Certo non possiamo dimenticare la posizione del poeta Ezra Pound in merito alla mercificazione dell’arte; egli esprime la nostalgia per un epoca preindustriale in cui l’arte e la cultura si riferivano ad altri valori non strettamente connessi con quelli del denaro e del profitto; in questa dimensione l’autore allude anche a mestieri arcaici di tipo artigianale scomparsi nel mondo contemporaneo:
Con usura nessuno ha una solida casa
di pietra squadrata e liscia
per istoriarne la facciata,
con usura
non v’è chiesa con affreschi di paradiso
harpes et luz
e l’Annunciazione dell’Angelo
con le aureole sbalzate,
con usura
nessuno vede dei Gonzaga eredi e concubine
non si dipinge per tenersi arte
in casa ma per vendere e vendere
presto e con profitto, peccato contro natura,
il tuo pane sarà staccio vieto
arido come carta,
senza segala né farina di grano duro,
usura appesantisce il tratto,
falsa i confini, con usura
nessuno trova residenza amena.
Si priva lo scalpellino della pietra,
il tessitore del telaio
CON USURA
la lana non giunge al mercato
e le pecore non rendono
peggio della peste è l’usura, spunta
l’ago in mano alle fanciulle
e confonde chi fila.
Pietro Lombardo
non si fe’ con usura
Duccio non si fe’ con usura
nè Piero della Francesca o Zuan Bellini
nè fu ‘La Calunnia’ dipinta con usura.
L’Angelico non si fe’ con usura, nè Ambrogio de Praedis,
nessuna chiesa di pietra viva firmata : ‘Adamo me fecit’.
Con usura non sorsero
Saint Trophine e Saint Hilaire,
usura arrugginisce il cesello
arrugginisce arte ed artigiano
tarla la tela nel telaio, nessuno
apprende l ‘arte d’intessere oro nell’ordito;
l’azzurro s’incancrena con usura; non si ricama
in cremisi, smeraldo non trova il suo Memling
usura soffoca il figlio nel ventre
arresta il giovane amante
cede il letto a vecchi decrepiti,
si frappone tra giovani sposi
CONTRO NATURA
Ad Eleusi han portato puttane
carogne crepulano
ospiti d’usura. (Ezra Pound, Cantos, XLV, traduzione di Alfredo Rizzardi)

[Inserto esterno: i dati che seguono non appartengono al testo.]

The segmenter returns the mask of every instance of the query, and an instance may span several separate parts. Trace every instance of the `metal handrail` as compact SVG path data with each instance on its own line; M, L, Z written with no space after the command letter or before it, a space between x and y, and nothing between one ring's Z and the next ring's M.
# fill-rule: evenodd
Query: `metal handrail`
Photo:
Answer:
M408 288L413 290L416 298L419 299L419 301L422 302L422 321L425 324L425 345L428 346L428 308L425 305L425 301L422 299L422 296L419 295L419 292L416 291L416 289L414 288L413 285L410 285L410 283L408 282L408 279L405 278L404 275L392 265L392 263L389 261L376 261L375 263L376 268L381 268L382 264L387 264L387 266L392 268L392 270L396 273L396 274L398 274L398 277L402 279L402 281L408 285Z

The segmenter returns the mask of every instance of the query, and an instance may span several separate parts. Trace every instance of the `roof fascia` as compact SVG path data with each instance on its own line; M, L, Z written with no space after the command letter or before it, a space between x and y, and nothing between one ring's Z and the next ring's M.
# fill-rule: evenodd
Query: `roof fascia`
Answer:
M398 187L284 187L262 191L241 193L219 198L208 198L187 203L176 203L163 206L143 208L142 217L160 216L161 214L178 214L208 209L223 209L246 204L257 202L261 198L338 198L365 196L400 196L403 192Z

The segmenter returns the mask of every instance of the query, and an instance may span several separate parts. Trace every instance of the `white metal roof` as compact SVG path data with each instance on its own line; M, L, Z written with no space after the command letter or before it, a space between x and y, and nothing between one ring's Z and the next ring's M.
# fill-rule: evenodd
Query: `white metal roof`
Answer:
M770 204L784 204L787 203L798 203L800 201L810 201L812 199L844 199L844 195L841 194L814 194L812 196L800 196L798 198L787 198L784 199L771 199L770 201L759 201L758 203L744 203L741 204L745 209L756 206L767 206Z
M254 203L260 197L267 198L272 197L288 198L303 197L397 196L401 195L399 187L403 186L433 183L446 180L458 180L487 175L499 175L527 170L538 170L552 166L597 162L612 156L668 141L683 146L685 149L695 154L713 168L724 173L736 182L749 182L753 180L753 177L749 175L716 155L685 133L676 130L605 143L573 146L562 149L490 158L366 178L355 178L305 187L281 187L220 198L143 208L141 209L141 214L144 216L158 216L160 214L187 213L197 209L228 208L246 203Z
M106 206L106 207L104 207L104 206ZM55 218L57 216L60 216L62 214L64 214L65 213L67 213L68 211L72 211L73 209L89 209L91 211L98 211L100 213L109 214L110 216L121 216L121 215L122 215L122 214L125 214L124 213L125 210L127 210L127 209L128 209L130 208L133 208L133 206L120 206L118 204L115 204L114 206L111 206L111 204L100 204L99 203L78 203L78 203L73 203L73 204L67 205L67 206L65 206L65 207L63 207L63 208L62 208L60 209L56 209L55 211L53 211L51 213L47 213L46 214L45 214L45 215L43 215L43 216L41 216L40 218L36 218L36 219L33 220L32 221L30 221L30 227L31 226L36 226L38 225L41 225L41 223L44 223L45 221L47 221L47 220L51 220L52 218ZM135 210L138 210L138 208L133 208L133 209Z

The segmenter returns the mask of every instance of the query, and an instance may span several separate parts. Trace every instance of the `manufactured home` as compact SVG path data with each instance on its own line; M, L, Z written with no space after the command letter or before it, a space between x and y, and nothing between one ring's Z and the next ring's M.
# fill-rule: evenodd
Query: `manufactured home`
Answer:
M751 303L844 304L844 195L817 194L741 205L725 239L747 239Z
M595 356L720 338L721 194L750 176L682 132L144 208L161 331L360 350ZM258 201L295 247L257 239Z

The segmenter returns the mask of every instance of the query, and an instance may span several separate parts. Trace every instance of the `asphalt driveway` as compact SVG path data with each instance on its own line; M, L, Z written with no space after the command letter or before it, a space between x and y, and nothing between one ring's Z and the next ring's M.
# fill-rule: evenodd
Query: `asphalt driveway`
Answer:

(http://blog.quotidiano.net/marchi/2012/09/21/contro-lusura-dai-cantos-di-ezra-pound-xlv/)
A noi piace quindi, come radicato vizio, parlare di letteratura e sconfinare in un campo apparentemete diverso, quello delle lettere appunto. Se infatti Umberto Saba e Umberto Eco concordano nel ritenere “l’opera d’arte sempre una confessione” è pur vero che Andrè Gide sostiene che “l’opera d’arte è l’esagerazione di un’idea”. Ci è gradito però concludere con quanto afferma l’esteta:
Bisogna fare della propria vita come si fa un’opera d’arte. Bisogna che la vita d’un uomo d’intelletto sia opera di lui. La superiorità vera è tutta qui
terminando con le vere parole affermative e non solo programmatiche di Andrea Sperelli:
Ho fatto della mia vita un’opera d’arte (Gabriele D’Annunzio, Il piacere).
di colui che cioè insieme al suo creatore, aveva realizzato questa, per altri, pura utopia.